SoftBank reportedly set to make another pass at a Charter-Sprint union

SoftBank Masayoshi Son at Mobile World Congress 2017
SoftBank Chairman Masayoshi Son appears at Mobile World Congress 2017.

Charter Communications has no comment concerning reports that Japanese billionaire Masayoshi Son and his SoftBank Group Corp. have reportedly not taken the cable company’s “no” for an answer.

After Charter rebuffed an overture over the weekend that would essentially have the No. 2 cable company buy SoftBank’s No. 4 U.S. wireless carrier, Sprint, Bloomberg said that Son will try to buy Charter outright and combine it with Sprint. 
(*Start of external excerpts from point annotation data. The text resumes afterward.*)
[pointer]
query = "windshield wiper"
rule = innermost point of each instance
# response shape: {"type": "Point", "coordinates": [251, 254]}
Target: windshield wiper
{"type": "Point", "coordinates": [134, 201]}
“Overall, our view is that Charter likely does not want to sell, but that SoftBank is one of the few companies that could put a bid in big enough to take control,” analysts at JPMorgan Chase & Co., led by Philip Cusick, said in a note to investors. “While we don’t see a deal as very likely, especially given later headlines that Charter is cool to the idea, Masa is never to be counted out as a buyer.”

RELATED: Charter shoots down Sprint bid, stands by claim that wireless business ‘has a lot challenges in front of it’

With a market capitalization of $101 billion, Charter wouldn’t be an inexpensive purchase for a company that has acquired $135 billion in debt, second only to Toyota in Japan. SoftBank has achieved sizable girth through highly leveraged financing of acquisitions like Alibaba Group Holding Ltd., for which it has achieved outsized returns, and Sprint, on which it has lost billions.  

Not all analysts support Son’s plan.

“Son is going back to his bad old days of wanting to conquer the world, just as we thought he was becoming more sensible,” Amir Anvarzadeh, head of Japanese equity sales at BGC Partners Inc. in Singapore, told Bloomberg.“It does sound as if they’re doing anything but deleveraging. They’re releveraging.”

For its part, Charter’s Tom Rutledge said last week that the wireless business is too fraught with challenges for the cable operator to want to assume owners’ economics. Charter is happy, Rutledge said, with its wholesale agreement with Verizon, and its partnership agreement with Comcast, and will soon launch its own wireless service based on those assets. 

But as Bloomberg noted, Son does have the wherewithal to buy Charter out, whether it wants to sell or not. 

Doing so would combine Charter’s more than 23 million landline broadband customers, and more than 17.1 million pay TV subscribers, with a wireless company looking for assets to compete with vertically integrated giants Verizon and AT&T.

As Bloomberg noted, Son’s plans are evolving. An offer is expected in the next few days.